Sadiq Khan told the Labour shadow cabinet this week that his re-election as London mayor “hangs in the balance” despite polls showing he is about 25 points ahead of his Conservative rival, Susan Hall.

The London mayor told Keir Starmer’s team that he was “under no illusions” he could lose against Hall in spite of his commanding lead, partly because the voting system has changed and new rules to require voter ID.

Labour sources said that in the meeting he had pointed to internal research showing how the introduction of voter ID could cost Labour 5% of its vote.

Khan is overwhelmingly likely to win a third term as London mayor but his camp is concerned about motivating voters to turn out if supporters think his victory is in the bag.

In the last London mayoral contest, Shaun Bailey, the Conservative candidate, came within five points in the first round of voting against Khan unexpectedly, on the back of support in the outer London suburbs.

In this mayoral election, for the first time, there is no second round of voting, after the government abolished the alternative vote system in favour of first past the post.

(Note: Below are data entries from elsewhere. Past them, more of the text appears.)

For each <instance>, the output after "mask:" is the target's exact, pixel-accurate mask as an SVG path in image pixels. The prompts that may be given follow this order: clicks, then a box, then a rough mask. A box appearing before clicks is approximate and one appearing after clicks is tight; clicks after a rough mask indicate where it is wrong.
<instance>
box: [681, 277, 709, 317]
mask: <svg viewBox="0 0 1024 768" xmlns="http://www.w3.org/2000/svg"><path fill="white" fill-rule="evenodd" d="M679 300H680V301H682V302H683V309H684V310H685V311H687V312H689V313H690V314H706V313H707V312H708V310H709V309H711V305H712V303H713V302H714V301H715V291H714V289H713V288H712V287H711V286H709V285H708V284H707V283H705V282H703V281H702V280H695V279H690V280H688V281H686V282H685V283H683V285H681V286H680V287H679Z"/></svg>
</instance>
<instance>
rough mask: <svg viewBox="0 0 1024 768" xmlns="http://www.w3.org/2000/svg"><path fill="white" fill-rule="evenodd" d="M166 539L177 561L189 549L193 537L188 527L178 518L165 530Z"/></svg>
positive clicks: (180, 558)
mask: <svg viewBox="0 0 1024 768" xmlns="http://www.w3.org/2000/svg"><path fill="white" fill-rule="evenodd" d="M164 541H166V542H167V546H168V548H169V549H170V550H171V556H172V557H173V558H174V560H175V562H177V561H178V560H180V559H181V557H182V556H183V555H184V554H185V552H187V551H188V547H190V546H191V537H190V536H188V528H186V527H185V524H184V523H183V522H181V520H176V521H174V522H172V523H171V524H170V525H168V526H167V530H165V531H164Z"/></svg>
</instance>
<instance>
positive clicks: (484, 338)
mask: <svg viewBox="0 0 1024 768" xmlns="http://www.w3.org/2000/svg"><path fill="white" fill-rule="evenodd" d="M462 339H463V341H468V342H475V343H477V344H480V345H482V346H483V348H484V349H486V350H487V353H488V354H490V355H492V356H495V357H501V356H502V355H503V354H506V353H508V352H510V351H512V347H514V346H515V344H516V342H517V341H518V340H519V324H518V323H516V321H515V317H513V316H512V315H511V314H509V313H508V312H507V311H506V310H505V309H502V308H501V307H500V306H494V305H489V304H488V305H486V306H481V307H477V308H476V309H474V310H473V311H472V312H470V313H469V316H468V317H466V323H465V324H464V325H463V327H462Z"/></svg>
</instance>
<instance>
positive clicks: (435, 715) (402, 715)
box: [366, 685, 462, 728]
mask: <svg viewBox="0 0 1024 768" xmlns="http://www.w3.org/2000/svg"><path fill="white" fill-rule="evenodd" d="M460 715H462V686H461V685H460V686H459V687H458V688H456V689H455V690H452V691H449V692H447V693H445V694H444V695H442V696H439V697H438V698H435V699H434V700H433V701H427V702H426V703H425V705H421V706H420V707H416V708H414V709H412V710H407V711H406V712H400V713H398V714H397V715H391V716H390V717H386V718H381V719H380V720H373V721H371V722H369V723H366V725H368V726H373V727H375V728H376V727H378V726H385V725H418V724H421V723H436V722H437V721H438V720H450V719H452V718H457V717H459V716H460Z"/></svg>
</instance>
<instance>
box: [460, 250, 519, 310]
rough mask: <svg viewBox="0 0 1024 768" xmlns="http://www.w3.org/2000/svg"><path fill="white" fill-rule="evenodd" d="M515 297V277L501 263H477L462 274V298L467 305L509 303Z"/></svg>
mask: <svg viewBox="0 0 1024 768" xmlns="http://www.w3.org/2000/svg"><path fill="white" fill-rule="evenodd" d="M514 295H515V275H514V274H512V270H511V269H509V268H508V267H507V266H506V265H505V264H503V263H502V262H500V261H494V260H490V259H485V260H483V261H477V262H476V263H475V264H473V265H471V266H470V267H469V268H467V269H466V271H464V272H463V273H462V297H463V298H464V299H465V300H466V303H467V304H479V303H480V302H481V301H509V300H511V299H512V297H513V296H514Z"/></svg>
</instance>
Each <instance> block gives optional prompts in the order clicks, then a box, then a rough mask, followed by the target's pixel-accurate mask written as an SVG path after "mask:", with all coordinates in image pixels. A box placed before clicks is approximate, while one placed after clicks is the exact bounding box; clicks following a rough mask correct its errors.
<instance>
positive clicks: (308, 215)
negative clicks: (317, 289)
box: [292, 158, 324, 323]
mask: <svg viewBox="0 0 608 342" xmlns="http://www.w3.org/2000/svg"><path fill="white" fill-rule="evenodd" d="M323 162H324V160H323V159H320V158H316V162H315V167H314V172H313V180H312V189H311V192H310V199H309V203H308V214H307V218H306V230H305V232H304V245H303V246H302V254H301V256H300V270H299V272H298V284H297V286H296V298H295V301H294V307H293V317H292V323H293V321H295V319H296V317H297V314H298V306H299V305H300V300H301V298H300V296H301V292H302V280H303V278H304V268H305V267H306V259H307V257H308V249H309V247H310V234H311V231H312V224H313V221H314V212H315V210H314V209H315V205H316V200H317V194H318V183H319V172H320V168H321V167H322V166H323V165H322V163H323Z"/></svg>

Khan told Labour shadow ministers that his Conservative opponent has been “mostly invisible” and called on them to help make Londoners aware of what he termed her “backward, divisive views”. He highlighted that Hall has on social media promoted the views of Enoch Powell, and has publicly thanked the far-right commentator Katie Hopkins when she used the term “Londonistan”.

Asked this week by Prospect magazine about the Powell tweet, Hall said: “Well, first of all it was a ‘like’ and I apologise if it offended anybody.”

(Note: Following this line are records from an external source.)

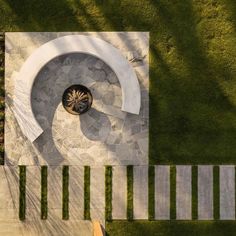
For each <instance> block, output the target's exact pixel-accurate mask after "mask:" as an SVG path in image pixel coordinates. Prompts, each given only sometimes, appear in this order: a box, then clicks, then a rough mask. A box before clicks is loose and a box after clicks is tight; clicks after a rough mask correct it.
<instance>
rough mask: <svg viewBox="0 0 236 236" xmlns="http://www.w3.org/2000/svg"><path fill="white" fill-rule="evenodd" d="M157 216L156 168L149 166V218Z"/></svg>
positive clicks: (148, 168)
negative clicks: (155, 207) (155, 213)
mask: <svg viewBox="0 0 236 236" xmlns="http://www.w3.org/2000/svg"><path fill="white" fill-rule="evenodd" d="M154 218H155V168H154V166H149V167H148V219H149V220H154Z"/></svg>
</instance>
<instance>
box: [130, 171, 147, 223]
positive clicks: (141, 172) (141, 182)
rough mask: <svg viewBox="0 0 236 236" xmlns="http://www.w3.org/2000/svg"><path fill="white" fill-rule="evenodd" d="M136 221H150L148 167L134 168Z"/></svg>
mask: <svg viewBox="0 0 236 236" xmlns="http://www.w3.org/2000/svg"><path fill="white" fill-rule="evenodd" d="M133 199H134V200H133V201H134V202H133V204H134V208H133V209H134V219H148V166H134V195H133Z"/></svg>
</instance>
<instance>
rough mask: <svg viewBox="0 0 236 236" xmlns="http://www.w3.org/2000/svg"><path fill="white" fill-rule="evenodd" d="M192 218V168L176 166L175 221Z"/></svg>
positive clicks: (184, 166)
mask: <svg viewBox="0 0 236 236" xmlns="http://www.w3.org/2000/svg"><path fill="white" fill-rule="evenodd" d="M191 218H192V166H176V219H179V220H190V219H191Z"/></svg>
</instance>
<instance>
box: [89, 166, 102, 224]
mask: <svg viewBox="0 0 236 236" xmlns="http://www.w3.org/2000/svg"><path fill="white" fill-rule="evenodd" d="M90 216H91V219H92V220H98V221H100V223H102V224H103V225H104V224H105V167H103V166H102V167H97V166H91V167H90Z"/></svg>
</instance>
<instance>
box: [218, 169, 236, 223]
mask: <svg viewBox="0 0 236 236" xmlns="http://www.w3.org/2000/svg"><path fill="white" fill-rule="evenodd" d="M220 219H222V220H233V219H235V168H234V166H220Z"/></svg>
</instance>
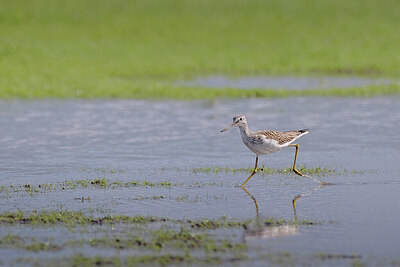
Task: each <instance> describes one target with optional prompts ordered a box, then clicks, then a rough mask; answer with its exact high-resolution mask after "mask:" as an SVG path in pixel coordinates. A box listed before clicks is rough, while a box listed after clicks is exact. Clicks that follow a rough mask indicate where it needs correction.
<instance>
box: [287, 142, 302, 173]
mask: <svg viewBox="0 0 400 267" xmlns="http://www.w3.org/2000/svg"><path fill="white" fill-rule="evenodd" d="M289 146H294V147H296V152H295V154H294V163H293V171H294V172H295V173H296V174H298V175H300V176H304V175H303V174H302V173H301V172H299V171H298V170H297V169H296V161H297V152H298V151H299V145H298V144H292V145H289Z"/></svg>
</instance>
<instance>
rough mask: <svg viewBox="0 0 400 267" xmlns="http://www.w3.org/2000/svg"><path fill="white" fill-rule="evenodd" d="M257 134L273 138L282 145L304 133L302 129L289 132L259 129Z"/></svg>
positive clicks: (303, 133)
mask: <svg viewBox="0 0 400 267" xmlns="http://www.w3.org/2000/svg"><path fill="white" fill-rule="evenodd" d="M256 134H257V135H263V136H265V138H267V139H272V140H276V141H278V143H279V144H280V145H283V144H285V143H287V142H290V141H293V140H294V139H296V138H297V137H298V136H299V135H301V134H304V132H301V131H287V132H279V131H257V132H256Z"/></svg>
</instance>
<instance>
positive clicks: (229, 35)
mask: <svg viewBox="0 0 400 267" xmlns="http://www.w3.org/2000/svg"><path fill="white" fill-rule="evenodd" d="M399 29H400V2H399V1H397V0H383V1H375V0H364V1H348V0H324V1H320V0H319V1H318V0H301V1H292V0H276V1H269V0H268V1H260V0H243V1H239V0H218V1H214V0H138V1H125V0H116V1H106V0H18V1H13V0H1V1H0V97H1V98H15V97H21V98H40V97H56V98H59V97H119V98H175V99H195V98H214V97H270V96H288V95H296V94H297V95H299V94H300V95H379V94H400V88H399V87H400V86H399V85H398V84H392V85H386V86H369V87H367V88H351V89H346V90H342V89H337V90H335V89H333V90H330V91H326V90H315V89H314V90H305V91H303V92H286V91H279V90H278V91H273V90H258V89H254V90H238V89H232V88H224V89H212V88H190V87H181V86H177V85H176V84H174V82H175V81H177V80H183V79H190V78H192V77H197V76H206V75H217V74H218V75H219V74H223V75H228V76H229V75H233V76H245V75H356V76H360V75H361V76H368V77H371V76H380V77H395V78H397V77H399V76H400V53H399V52H400V30H399Z"/></svg>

And on the Hopkins “Londonistan” tweet, and the suspension of the former party deputy chair Lee Anderson for alleging Khan was under the control of Islamists, she said: “I didn’t agree with what [Anderson] said … But do you know what, everybody can go on about those tweets. The truth of the matter is, we are looking to elect a mayor that will put London right … People [are] going on about my Twitter because it’s the only thing you can go on about.”

Asked whether it was a “jarring” endorsement that would alarm Muslim Londoners, she told the magazine: “Jarring is the fact that poor people are having to pay £12.50 a day [the Ulez charge] that they literally cannot afford. That is real. And that isn’t just hurty words.”

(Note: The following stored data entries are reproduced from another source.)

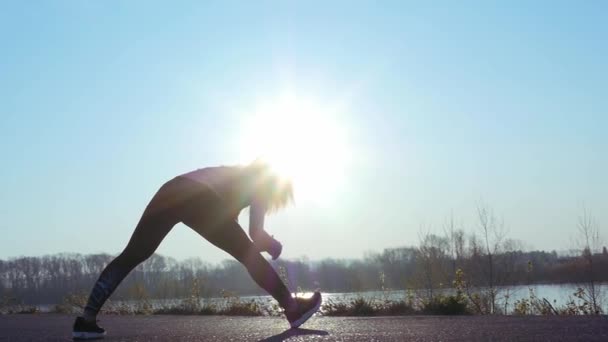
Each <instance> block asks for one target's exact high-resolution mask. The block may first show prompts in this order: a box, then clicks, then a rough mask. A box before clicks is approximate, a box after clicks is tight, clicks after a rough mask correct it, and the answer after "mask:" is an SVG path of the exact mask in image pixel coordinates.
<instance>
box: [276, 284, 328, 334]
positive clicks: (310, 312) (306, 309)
mask: <svg viewBox="0 0 608 342" xmlns="http://www.w3.org/2000/svg"><path fill="white" fill-rule="evenodd" d="M295 301H296V304H297V305H296V308H295V309H294V310H290V311H285V316H286V317H287V320H288V321H289V325H290V326H291V327H292V328H297V327H299V326H300V325H302V324H304V322H306V321H307V320H308V319H309V318H310V317H311V316H312V315H314V313H315V312H317V311H318V310H319V307H321V302H322V299H321V293H320V292H318V291H315V293H314V294H313V295H312V297H310V298H298V297H296V298H295Z"/></svg>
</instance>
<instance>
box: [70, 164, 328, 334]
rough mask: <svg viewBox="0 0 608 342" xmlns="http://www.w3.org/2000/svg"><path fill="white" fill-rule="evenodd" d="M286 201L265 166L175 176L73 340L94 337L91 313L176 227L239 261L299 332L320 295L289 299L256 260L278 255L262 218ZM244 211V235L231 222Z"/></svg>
mask: <svg viewBox="0 0 608 342" xmlns="http://www.w3.org/2000/svg"><path fill="white" fill-rule="evenodd" d="M292 200H293V189H292V185H291V183H290V182H287V181H284V180H282V179H281V178H280V177H279V176H278V175H277V174H275V173H274V172H272V170H271V169H270V168H269V167H268V165H267V164H265V163H262V162H258V161H256V162H253V163H252V164H250V165H247V166H233V167H228V166H221V167H209V168H204V169H199V170H196V171H192V172H190V173H186V174H184V175H181V176H178V177H176V178H174V179H172V180H170V181H168V182H167V183H165V184H164V185H163V186H161V187H160V189H159V190H158V192H157V193H156V194H155V195H154V197H153V198H152V200H151V201H150V203H149V204H148V206H147V207H146V209H145V211H144V213H143V215H142V217H141V219H140V221H139V223H138V224H137V227H136V228H135V231H134V232H133V235H132V236H131V239H130V241H129V243H128V244H127V247H126V248H125V249H124V251H123V252H122V253H121V254H120V255H119V256H118V257H116V259H114V260H113V261H112V262H111V263H110V264H108V266H107V267H106V268H105V269H104V270H103V272H102V273H101V275H100V276H99V279H98V280H97V282H96V283H95V285H94V287H93V290H92V291H91V295H90V296H89V300H88V302H87V305H86V307H85V309H84V313H83V315H82V316H81V317H77V318H76V321H75V323H74V328H73V332H72V334H73V337H74V338H81V339H87V338H100V337H103V336H104V335H105V330H104V329H102V328H100V327H99V326H98V325H97V322H96V317H97V313H98V312H99V310H100V309H101V307H102V306H103V304H104V303H105V301H106V300H107V299H108V298H109V297H110V295H111V294H112V292H114V290H115V289H116V287H117V286H118V284H120V282H121V281H122V280H123V279H124V278H125V277H126V276H127V275H128V274H129V272H131V270H133V269H134V268H135V267H136V266H137V265H138V264H140V263H141V262H143V261H144V260H146V259H147V258H149V257H150V256H151V255H152V254H153V253H154V251H155V250H156V248H157V247H158V245H159V244H160V243H161V241H162V240H163V238H164V237H165V236H166V235H167V233H169V231H170V230H171V228H173V226H175V225H176V224H177V223H179V222H183V223H184V224H185V225H187V226H188V227H190V228H192V229H193V230H194V231H196V232H197V233H199V234H200V235H201V236H202V237H204V238H205V239H207V240H208V241H209V242H211V243H212V244H214V245H215V246H217V247H219V248H221V249H223V250H224V251H226V252H227V253H229V254H230V255H232V256H233V257H234V258H235V259H236V260H238V261H239V262H241V263H242V264H243V265H244V266H245V267H246V268H247V271H248V272H249V274H250V275H251V277H252V278H253V280H254V281H255V282H256V283H257V284H258V285H259V286H260V287H262V288H263V289H264V290H266V292H268V293H269V294H270V295H271V296H272V297H273V298H274V299H276V300H277V301H278V302H279V305H280V306H281V307H282V308H283V309H284V313H285V316H286V318H287V320H288V321H289V323H290V325H291V327H298V326H300V325H301V324H302V323H304V322H305V321H306V320H307V319H308V318H310V317H311V316H312V315H313V314H314V313H315V312H316V311H317V310H318V309H319V306H320V305H321V294H320V293H319V292H315V293H314V295H313V296H312V297H311V298H307V299H304V298H294V297H292V295H291V293H290V292H289V290H288V289H287V287H286V286H285V285H284V284H283V282H282V281H281V279H280V278H279V276H278V275H277V273H276V272H275V270H274V269H273V268H272V266H271V265H270V264H269V263H268V261H267V260H266V259H265V258H264V257H263V256H262V255H261V252H267V253H269V254H270V255H271V256H272V258H273V259H276V258H278V257H279V255H280V254H281V251H282V245H281V244H280V243H279V242H278V241H277V240H275V239H274V238H273V237H271V236H270V235H268V233H266V232H265V231H264V216H265V214H266V213H269V212H272V211H276V210H279V209H282V208H284V207H285V206H287V205H288V204H289V203H290V202H291V201H292ZM246 207H249V211H250V216H249V236H250V237H251V239H249V237H248V236H247V234H246V233H245V232H244V231H243V229H242V228H241V226H240V225H239V224H238V222H237V217H238V216H239V213H240V212H241V210H243V209H244V208H246Z"/></svg>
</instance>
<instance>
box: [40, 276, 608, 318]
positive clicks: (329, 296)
mask: <svg viewBox="0 0 608 342" xmlns="http://www.w3.org/2000/svg"><path fill="white" fill-rule="evenodd" d="M579 287H580V285H577V284H549V285H529V286H528V285H517V286H508V287H501V288H498V295H497V305H500V306H504V304H505V301H506V300H508V312H511V311H512V309H513V303H515V301H517V300H519V299H524V298H529V296H530V289H532V290H533V291H534V294H535V295H536V297H538V298H546V299H547V300H548V301H549V302H550V303H551V304H552V305H553V306H555V307H559V306H563V305H565V304H566V303H567V302H568V301H570V300H572V299H573V298H574V295H573V294H574V292H576V290H577V289H578V288H579ZM597 288H598V289H599V291H600V293H603V294H605V297H606V300H605V301H604V302H603V303H602V308H603V310H604V312H608V283H604V284H599V285H597ZM413 293H414V295H415V296H416V297H419V298H423V297H424V296H425V293H426V290H414V291H413ZM433 293H435V294H451V293H454V290H453V289H443V290H441V289H439V290H438V289H434V290H433ZM311 295H312V292H304V293H298V296H303V297H308V296H311ZM406 296H407V292H406V291H405V290H399V291H366V292H349V293H328V292H323V301H324V302H327V301H328V300H331V301H332V302H334V303H340V302H350V301H352V300H353V299H356V298H361V297H362V298H365V299H370V300H381V301H385V300H388V301H402V300H405V299H406ZM235 299H237V298H236V297H233V298H205V299H203V301H204V303H205V304H207V305H215V306H217V307H220V308H221V307H223V306H225V305H227V304H229V302H230V300H235ZM238 300H240V301H245V302H249V301H255V302H256V303H258V304H259V305H260V306H262V307H264V308H268V310H267V312H268V313H270V314H278V307H277V305H276V302H274V300H273V299H272V297H270V296H241V297H238ZM180 302H181V300H180V299H164V300H150V304H151V305H152V307H153V308H155V309H156V308H162V307H167V306H171V305H177V304H179V303H180ZM114 304H119V305H127V306H129V305H133V306H135V305H136V302H135V301H125V302H114ZM53 307H54V306H53V305H40V306H39V308H40V310H41V311H42V312H48V311H50V310H51V309H52V308H53Z"/></svg>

A spokesperson for Hall said: “Susan is listening to Londoners. Her campaign is about putting more police on the beat, ensuring women feel safe, scrapping the Ulez expansion and building more affordable family homes. That is our sole focus between now and 2 May.”

The Conservatives have been criticised this week after releasing and then deleting a video that used scenes of a panicked crowd at a New York subway station to criticise Khan’s record on crime in London. Hall’s team were unaware of the video, which was produced by the central party.

The attack ad, posted on X in support of Hall, showed people panicking and rushing through New York’s Penn station after false reports of gunfire in 2017.

The caption on the video claimed that “London under Labour has become a crime capital of the world”, and showed an emoji of a red rose, the symbol of the Labour party, wilting and shedding its petals.

Paul Scully MP, who was a rival of Hall to be the party’s candidate for London mayor, told Times Radio on Thursday that the Conservatives in London should avoid trying to scare people and businesses out of the capital.

He said: “There’s plenty of things to focus on the mayor and call him out on […] without just, sort of putting out a scare video about New York.”

Despite the misstep, George Osborne, the former Conservative chancellor, said on his Political Currency podcast on Thursday that Khan was “more vulnerable than he looks”.

He added: “The complaint from the Susan Hall campaign is that they’re not getting enough support from the Conservative HQ, that the Conservatives’ HQ have given up on the election. I find it just a bit odd that more effort has not been put into this. If you’re Sunak you’re looking for ‘what are the opportunities I’ve got to completely reset things’. And the London mayoral contests you would have thought [could be that opportunity].”

A Conservative insider disputed that account, saying party staff were working for Hall and that she felt fully supported.